As an example of the supposed tragedy of “nonverbal” DS people, one mother says she wishes she’d aborted her now six year old, because he hits and bites her. Setting aside that plenty of “normal,” abled six year olds hit and bite, Zhang takes the mother’s word for it on the cause and effect relationship -- kid bites mom, therefore mom wishes kid had never been born -- when an equally plausible (I would guess, more plausible) mechanism is the reverse: mom wishes kid had never been born, therefore, kid responds to the stress of having his existence resented by biting his mom.

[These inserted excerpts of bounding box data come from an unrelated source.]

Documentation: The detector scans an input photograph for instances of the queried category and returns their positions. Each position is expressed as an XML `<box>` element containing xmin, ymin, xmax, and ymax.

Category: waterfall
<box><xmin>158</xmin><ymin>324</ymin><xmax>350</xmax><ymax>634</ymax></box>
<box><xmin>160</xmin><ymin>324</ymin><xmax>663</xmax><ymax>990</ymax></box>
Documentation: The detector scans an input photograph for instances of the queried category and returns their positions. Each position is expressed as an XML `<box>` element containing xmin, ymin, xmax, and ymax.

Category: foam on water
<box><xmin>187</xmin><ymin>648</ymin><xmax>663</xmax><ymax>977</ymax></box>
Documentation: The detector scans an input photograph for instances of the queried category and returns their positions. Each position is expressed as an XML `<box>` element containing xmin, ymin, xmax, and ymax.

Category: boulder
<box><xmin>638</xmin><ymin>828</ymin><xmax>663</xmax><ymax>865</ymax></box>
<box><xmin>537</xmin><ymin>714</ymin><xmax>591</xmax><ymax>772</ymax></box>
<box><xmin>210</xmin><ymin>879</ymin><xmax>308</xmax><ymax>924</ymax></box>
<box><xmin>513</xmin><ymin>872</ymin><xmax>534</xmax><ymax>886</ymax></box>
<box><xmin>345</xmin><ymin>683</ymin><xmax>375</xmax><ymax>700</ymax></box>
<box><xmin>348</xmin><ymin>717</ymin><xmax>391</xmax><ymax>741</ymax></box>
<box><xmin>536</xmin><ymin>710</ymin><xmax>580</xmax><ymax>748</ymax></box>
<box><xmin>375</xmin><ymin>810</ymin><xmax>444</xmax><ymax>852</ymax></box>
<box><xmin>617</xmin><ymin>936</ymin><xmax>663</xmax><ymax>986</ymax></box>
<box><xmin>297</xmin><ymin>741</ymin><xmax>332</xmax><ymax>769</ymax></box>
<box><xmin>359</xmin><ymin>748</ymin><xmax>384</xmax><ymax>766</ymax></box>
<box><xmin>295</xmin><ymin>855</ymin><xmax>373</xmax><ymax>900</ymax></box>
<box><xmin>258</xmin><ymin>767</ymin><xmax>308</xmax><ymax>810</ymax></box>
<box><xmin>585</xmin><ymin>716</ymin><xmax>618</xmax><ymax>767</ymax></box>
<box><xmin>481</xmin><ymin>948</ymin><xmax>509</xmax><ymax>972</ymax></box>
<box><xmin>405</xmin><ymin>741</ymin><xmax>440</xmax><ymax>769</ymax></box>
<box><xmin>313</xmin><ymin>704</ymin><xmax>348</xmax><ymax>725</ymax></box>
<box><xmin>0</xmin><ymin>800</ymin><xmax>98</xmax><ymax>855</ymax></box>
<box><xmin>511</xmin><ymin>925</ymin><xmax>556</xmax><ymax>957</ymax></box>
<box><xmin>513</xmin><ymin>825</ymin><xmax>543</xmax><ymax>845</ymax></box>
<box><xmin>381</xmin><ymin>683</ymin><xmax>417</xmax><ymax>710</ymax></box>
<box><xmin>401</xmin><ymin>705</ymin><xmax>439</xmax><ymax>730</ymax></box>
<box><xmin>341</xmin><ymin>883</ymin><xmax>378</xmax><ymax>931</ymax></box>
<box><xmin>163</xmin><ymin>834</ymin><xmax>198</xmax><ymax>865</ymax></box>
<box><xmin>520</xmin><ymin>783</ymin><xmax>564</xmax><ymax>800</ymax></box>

Fundamentally and repeatedly, Zhang refuses to consider the possibility that the state of being unwanted, either by family or by society as a whole, is, in and of itself, detrimental to DS people and other disabled people. She mentions that reducing the number of DS children being born could harm existing DS people due to fewer resources being available, which is a vague and tenuous connection, but not the more pertinent harm -- a society in which a majority of the population wishes a minority group to not exist is inherently hostile to that minority group. Zhang uncritically accepts the talking point that Denmark is a good place for DS people to live, but that is self-evidently not true. Would you feel welcome in a society in which most people actively wanted to ensure that their children wouldn’t be like you? Would you feel welcome in a country that discouraged or forbade disabled people from moving there (that’s almost all countries, not just Denmark)? You can’t expect to receive equal opportunity from people who think your existence is an unfortunate glitch. You can’t be an equal citizen in a country that considers preventing people like you a valid public good. Disabled people can’t have equal rights until the societies we live in abandon the entire premise that one combination of chromosomes, genes, body parts, or brain cells, is somehow better or worse than another.